Carpenter aids Russell’s brooding take on the role with some clever visual patterning that turns Elvis into a man beseiged. It’s set up in Elvis’ first appearance. In a series of slow tracking shots, through an ornate casino floor and down a blood-red hallway, the camera stalks its way up to his shadow. The dark outline of his head fills the room, until there is a pan to the King himself. He’s shown watching a cowboy movie on TV, his hand twitching to the gunfire on-screen. Then there’s a shot of arrows flying straight at the TV camera, and in turn right at Elvis.
The frame erupts with Elvis’ own images of martyrdom – and unable to shake them off, he takes his trigger finger and shoots the screen dead. Not that this helps. Throughout the movie he’ll predict that Lee Harvey Oswald will kill him, and becomes increasingly alienated and alone, shedding his wife Priscilla (Season Hubley), and continually firing and re-hiring his band (including the smiling Ed Begley, Jr. and Joe Mantegna). Within the context of a standard movie bio-pic, Carpenter achieves some impressive effects here, and muddies the tone considerably with the help of DP Donald Morgan (who went on to work on Christine and Starman with Carpenter), for despite the film’s longeurs, it is always darkly handsome. They are able to stretch out on the musical sequences, working the same tension-release pattern that would soon rocket Halloween into the pantheon. Morgan’s camera frames the stage in long shot, tracking slowly back and forth to set the scene, prowling as insistently as Russell. A select few insert shots are included to ratchet up the cutting speed as Elvis starts his crotch rotations, but the majority is shot from a distance, allowing Russell to command the stage as a complete physical presence. The high production values seem like something of a miracle considering Carpenter’s claim that they filmed the 3-hour behemoth (which included 16 songs, 188 speaking parts, and 150 locations) in 33 days.

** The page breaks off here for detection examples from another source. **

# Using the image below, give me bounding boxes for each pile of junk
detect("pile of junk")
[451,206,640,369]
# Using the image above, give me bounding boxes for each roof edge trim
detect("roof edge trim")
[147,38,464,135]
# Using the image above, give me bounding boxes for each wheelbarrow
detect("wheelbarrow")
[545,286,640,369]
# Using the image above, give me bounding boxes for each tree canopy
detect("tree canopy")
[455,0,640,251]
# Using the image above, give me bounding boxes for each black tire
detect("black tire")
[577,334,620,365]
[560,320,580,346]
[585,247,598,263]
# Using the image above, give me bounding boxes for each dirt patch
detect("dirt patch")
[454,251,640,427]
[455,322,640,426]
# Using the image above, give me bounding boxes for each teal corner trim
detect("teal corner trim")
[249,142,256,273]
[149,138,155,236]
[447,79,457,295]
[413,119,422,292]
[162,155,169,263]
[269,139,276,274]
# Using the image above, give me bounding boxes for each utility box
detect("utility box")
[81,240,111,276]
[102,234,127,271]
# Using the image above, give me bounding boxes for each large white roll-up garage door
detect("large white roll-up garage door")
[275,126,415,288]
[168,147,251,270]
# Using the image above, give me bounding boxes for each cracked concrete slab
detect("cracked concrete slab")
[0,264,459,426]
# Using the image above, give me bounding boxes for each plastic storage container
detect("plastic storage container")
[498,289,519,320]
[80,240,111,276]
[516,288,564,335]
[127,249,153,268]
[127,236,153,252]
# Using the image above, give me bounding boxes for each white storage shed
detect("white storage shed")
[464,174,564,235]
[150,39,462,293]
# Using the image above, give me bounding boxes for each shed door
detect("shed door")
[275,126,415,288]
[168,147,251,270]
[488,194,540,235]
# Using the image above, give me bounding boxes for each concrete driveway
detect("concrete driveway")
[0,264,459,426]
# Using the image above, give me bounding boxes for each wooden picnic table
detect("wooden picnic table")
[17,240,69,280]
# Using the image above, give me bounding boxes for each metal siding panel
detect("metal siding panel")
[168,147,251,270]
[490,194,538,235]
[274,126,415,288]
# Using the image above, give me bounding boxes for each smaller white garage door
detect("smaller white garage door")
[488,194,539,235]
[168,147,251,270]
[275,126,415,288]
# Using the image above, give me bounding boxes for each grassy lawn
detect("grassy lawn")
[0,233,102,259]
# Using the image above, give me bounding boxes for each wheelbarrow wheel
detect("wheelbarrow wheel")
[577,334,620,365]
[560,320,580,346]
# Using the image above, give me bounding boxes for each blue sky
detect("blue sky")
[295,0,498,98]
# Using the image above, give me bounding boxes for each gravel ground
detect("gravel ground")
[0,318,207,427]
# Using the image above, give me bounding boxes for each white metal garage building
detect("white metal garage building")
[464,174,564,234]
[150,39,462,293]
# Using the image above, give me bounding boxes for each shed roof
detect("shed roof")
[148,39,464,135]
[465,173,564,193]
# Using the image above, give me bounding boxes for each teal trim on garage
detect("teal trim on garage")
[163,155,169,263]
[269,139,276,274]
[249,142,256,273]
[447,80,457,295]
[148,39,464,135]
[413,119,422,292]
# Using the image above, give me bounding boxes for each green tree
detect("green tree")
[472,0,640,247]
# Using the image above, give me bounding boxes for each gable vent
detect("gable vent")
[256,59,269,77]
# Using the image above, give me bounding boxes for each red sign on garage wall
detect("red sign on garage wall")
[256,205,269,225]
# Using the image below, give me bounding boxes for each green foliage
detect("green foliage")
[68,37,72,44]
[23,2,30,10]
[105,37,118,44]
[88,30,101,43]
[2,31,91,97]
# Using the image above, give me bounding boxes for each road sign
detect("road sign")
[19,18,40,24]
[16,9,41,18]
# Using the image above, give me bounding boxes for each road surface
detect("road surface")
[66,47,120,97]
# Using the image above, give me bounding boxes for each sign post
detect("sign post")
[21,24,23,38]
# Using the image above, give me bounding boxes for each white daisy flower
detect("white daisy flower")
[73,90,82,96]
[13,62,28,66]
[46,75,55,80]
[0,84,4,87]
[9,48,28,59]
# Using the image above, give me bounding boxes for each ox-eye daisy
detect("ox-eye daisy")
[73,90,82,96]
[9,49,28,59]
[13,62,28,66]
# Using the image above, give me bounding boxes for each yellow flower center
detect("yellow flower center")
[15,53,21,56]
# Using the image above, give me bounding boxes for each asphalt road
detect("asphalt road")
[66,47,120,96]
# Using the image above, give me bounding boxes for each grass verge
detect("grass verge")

With the amount of pages they had to burn through each day, there are inevitably some quality control issues. The childhood scenes are particularly cringe-inducing, with an overwhelmed kid actor (Randy Gray) over-enunciating cornball dialogue in a studio-clean backwoods shack. It’s a sequence straight out of Walk Hard. But at least Shelley Winters is there as Presley’s Mom, warm and forgiving as ever. She’s given the thankless role as the only woman Elvis ever loved, so she’s saddled with pieties and overburdened with symbolism (Elvis dyes his hair the same color). But she injects a lightness to this creaky role that is a delight to watch, especially during her jumpy little dance when Elvis gets his first song on the radio. It’s a simple gesture that immediately captures the joyful nervousness of the moment.
The film rarely reaches the richness of the opening sequences again, but it’s loaded with great musical performances, a bewilderingly large cast (also including Pat Hingle as Colonel Tom Parker and Bing Russell (Kurt’s Dad) as Elvis’ father Vernon), and a fearless Kurt Russell at its center, tearing through the cliched script with carnivorous intensity.